4. Le 29 janvier : chapitre IV

Retour au magasin, le fameux lundi de la vente des nouveautés d’hiver… « Fameux » parce qu’il a été présenté dans les chapitres précédents comme un moment de vérité : soit le magasin peut attirer un grand nombre de client(e)s (146, 156), vendre sa marchandise (158) et intéresser le baron Hartmann (115, 157) pour un projet immobilier, soit c’est un échec et Mouret fait faillite (126-129).
Le suspense est entretenu par les attitudes, sensations et dialogues entre les personnages déjà connus (aucun personnage nouveau dans ce chapitre), notamment Denise (123) et Mouret ; c’est l’acmé (ou l’apogée) de la première partie du roman.
Le chapitre suit un plan chronologique plus marqué dans la première moitié (8h, 9h, 9h30, p. 116-120,  11h, p. 124) que dans la seconde (on n’a plus le temps de regarder l’heure…) :

  • Pages 116-123 : de 8h à 9h30, mise en place et préparatifs.
  • Pages 123-132 : la matinée inquiétante, sans clientèle, tour du personnel.
  • Pages 132-149 : la ruée de l’après-midi, les rencontres entre les clientes.
  • Pages 149-154 : le calvaire de Denise, humiliée et maltraitée.
  • Pages 154-157 : les départs, le chaos des rayons, la recette de fin de journée.

Détails à étudier :

  • Les énumérations, comparaisons et métaphores présentes dans le chapitre sont dans le domaine de l’exagération (hyperbole, emphase, énumération), que ce soit à propos des quantités de marchandises (« symphonies d’étalages », « débauche de couleurs », 116, « une mer montante », 137) ou de l’énergie dépensée par l’ensemble de toutes ces activités (145, 155-156).
  • À l’inverse du Paris-Bonheur, tissu dont le succès avait été annoncé (139, 142, 156), la grande nouveauté du chapitre est le salon oriental (118-119, 155), dont il n’avait pas été question dans les chapitres précédents. Ce salon marque implicitement le triomphe de l’impérialisme colonialiste : toutes les richesses du monde se concentrent ici (119), sans qu’il soit jamais question des êtres humains vivant dans ces régions… On n’accusera personne de racisme parce que ce concept n’est pas encore consciemment développé ni pensé par le personnel du roman – sinon comme « cet art barbare » importé « du pays de la vermine » (120).
  • Organisation de la vente : 121, 126, 129, 131-132.
  • Érotisme et jouissance des clientes : 140, 148, 156.
  • Du côté des employés (maltraitance, énervement et autres sentiments négatifs ; Denise confrontée pour la première fois au stress du travail et au mépris contre la timide petite provinciale) : 121, 125, 136, 149, 151-154, 158.

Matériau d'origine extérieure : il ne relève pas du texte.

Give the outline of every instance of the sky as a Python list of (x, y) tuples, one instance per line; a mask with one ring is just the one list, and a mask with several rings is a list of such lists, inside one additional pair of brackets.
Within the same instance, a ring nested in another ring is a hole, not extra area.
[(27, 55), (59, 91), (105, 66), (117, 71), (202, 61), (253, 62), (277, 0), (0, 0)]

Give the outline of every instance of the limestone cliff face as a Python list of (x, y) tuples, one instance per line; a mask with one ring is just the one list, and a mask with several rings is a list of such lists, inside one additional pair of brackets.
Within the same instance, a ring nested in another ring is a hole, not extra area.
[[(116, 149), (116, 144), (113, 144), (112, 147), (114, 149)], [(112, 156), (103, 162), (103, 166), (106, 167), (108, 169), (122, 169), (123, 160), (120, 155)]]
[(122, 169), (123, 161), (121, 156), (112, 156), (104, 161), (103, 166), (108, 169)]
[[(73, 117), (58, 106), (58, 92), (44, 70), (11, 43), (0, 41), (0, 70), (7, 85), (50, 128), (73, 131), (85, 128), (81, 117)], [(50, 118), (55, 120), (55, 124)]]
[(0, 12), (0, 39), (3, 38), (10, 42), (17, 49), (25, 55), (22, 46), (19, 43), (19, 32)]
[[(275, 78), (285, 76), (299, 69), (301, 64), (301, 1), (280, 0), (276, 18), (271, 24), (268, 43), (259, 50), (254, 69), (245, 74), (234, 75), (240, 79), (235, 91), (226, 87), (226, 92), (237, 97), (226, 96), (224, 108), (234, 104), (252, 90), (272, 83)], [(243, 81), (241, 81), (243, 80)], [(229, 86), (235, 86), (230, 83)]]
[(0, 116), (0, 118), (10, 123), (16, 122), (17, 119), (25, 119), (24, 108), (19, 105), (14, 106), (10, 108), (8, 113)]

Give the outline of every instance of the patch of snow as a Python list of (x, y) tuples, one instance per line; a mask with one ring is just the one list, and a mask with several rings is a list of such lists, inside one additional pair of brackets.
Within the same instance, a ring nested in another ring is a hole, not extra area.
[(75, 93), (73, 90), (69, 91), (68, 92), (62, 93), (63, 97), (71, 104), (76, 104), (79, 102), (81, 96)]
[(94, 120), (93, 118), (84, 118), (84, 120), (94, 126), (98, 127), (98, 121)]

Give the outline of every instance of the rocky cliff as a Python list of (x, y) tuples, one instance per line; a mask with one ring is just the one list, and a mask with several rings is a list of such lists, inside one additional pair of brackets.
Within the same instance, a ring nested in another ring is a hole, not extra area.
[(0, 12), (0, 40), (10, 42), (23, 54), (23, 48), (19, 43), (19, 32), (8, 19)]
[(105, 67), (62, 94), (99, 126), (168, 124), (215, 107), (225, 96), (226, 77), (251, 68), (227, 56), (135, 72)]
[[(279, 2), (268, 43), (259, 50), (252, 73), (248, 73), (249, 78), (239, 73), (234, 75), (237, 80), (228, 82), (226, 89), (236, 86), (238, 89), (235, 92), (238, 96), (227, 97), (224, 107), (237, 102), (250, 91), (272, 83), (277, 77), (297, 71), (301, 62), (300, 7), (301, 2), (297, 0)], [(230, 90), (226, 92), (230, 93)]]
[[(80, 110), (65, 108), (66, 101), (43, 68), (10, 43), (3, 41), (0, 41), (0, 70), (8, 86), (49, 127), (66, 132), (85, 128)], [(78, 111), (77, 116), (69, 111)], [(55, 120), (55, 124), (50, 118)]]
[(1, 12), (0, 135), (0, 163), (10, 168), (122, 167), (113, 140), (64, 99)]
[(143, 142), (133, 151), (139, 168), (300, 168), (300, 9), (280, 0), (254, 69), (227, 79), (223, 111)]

Comme on le voit dans ce chapitre, les histoires de Mouret et de Denise se développent parallèlement et en miroir, l’un en haut de l’échelle sociale, l’autre en bas. Ils ont en commun d’être différents du milieu dans lequel ils doivent vivre : l’un arrivant du midi, l’autre de l’ouest de la France. Ignorants ou indifférents aux usages et codes parisiens, ils sont porteurs d’un projet autre : révolutionner le commerce pour Mouret (contre le petit commerce), garder sa pureté et son honnêteté pour Denise (contre l’hypocrisie et la méchanceté). Ces projets semblant être inscrits dans leur nature ou dans leur identité dès le début, Zola met en œuvre leur stratégie ou les hasards qui leur permettront de se faire (re)connaître et accepter. Dans ce sens, ce ne sont pas des personnages qui évoluent intérieurement ou changent de caractère, mais des entités qui s’adaptent à leur milieu pour y réussir. À côté du réalisme de sa construction romanesque, Zola fait preuve d’idéalisme car la majorité des arrivants ou des migrants n’ont pas la chance de Mouret ou de Denise…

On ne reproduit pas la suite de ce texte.